Monday, May 14, 2012

Eyes and ears

"For a long time we have been accustomed to the compartmentalization of religion and science as if they were two quite different and basically unrelated ways of seeing the world. I do not believe that this state of doublethink can last. It must eventually be replaced by a view of the world which is neither religious nor scientific but simply our view of the world. More exactly, it must become a view of the world in which the reports of science and religion are as concordant as those of the eyes and the ears."

---Alan Watts, The Joyous Cosmology (1962)

I am a musician, so I naturally like metaphors that refer to sound (concordance, harmonization, etc.) I think think about this quote frequently, and not just with regard to connecting science and religion (it seems that today we are much closer to the concordance Watts speaks of than in 1962). When I encounter differing worldviews and opinions, whether on the cultural scale or the personal scale, I return to this image of the world as one body; and just as our ears and eyes do not fight with each other over who is right, but work together to present a richer, more complex manifestation of the world, this is my goal wherever I can spot discordancy. At least I'd like it to be.

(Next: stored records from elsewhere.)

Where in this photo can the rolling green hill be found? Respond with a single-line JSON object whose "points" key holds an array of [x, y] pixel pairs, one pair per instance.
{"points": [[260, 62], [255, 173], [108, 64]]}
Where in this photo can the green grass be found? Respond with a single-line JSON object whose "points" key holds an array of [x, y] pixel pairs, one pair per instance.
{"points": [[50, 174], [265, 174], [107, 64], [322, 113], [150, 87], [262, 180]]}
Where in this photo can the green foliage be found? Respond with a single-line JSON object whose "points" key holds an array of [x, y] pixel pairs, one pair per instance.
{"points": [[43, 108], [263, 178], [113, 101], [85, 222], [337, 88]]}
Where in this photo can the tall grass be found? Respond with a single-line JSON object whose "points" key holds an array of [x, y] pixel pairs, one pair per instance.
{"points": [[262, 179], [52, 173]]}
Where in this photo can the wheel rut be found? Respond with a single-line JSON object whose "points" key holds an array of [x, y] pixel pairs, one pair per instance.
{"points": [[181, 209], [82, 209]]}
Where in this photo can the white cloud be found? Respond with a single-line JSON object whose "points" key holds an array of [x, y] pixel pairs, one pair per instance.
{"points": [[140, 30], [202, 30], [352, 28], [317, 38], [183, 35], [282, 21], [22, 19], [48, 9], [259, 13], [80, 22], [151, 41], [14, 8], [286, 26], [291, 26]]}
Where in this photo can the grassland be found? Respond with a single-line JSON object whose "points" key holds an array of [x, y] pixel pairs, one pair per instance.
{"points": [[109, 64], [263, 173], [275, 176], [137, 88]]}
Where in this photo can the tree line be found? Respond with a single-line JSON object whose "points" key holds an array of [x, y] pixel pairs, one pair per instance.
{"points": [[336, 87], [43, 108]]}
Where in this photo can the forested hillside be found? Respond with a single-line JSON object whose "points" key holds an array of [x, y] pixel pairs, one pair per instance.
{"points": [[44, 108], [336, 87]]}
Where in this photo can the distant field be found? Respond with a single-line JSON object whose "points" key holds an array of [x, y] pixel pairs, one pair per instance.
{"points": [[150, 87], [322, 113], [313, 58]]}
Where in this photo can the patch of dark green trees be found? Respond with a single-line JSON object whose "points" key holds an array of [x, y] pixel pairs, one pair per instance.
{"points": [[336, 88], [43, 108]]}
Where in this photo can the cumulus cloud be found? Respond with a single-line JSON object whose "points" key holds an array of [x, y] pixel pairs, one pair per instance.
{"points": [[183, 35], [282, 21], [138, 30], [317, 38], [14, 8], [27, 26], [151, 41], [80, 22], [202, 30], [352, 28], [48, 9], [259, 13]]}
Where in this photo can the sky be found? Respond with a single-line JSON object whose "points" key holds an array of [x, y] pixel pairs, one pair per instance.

I also take this attitude towards my psyche. I assume that my psyche is not nearly as harmonious as the rest of my body (even though the psyche is not separate from the body), that there are many conflicting I's running around, and so I seek the same concordance the rest of my body possesses--each part knowing its function and status. A lot of G.I. Gurdjieff's work speaks to this process of psychological harmonization.

Part of this process is understanding the purpose of many parts of my psyche, particularly the ones that I perceive as negative. I am still perplexed by a lot of what goes on in my mind, and I think part of this confusion is an ignorance of purpose. Robert Solomon's book on emotions, The Passions: The Myth and Nature of Human Emotion, has been an enormous aid to sorting out the purpose of my emotions, and has helped me uncover and distinguish certain emotions that were buried beneath other emotions, which are especially troubling to me. I've recently become aware of how much envy I have been holding onto for years, mainly unaware. I remember a similar breakthrough with shame about a year ago.

Yes, discovering the purpose of something in my psyche helps enormously in harmonization (or integration, or Jung's term "individuation").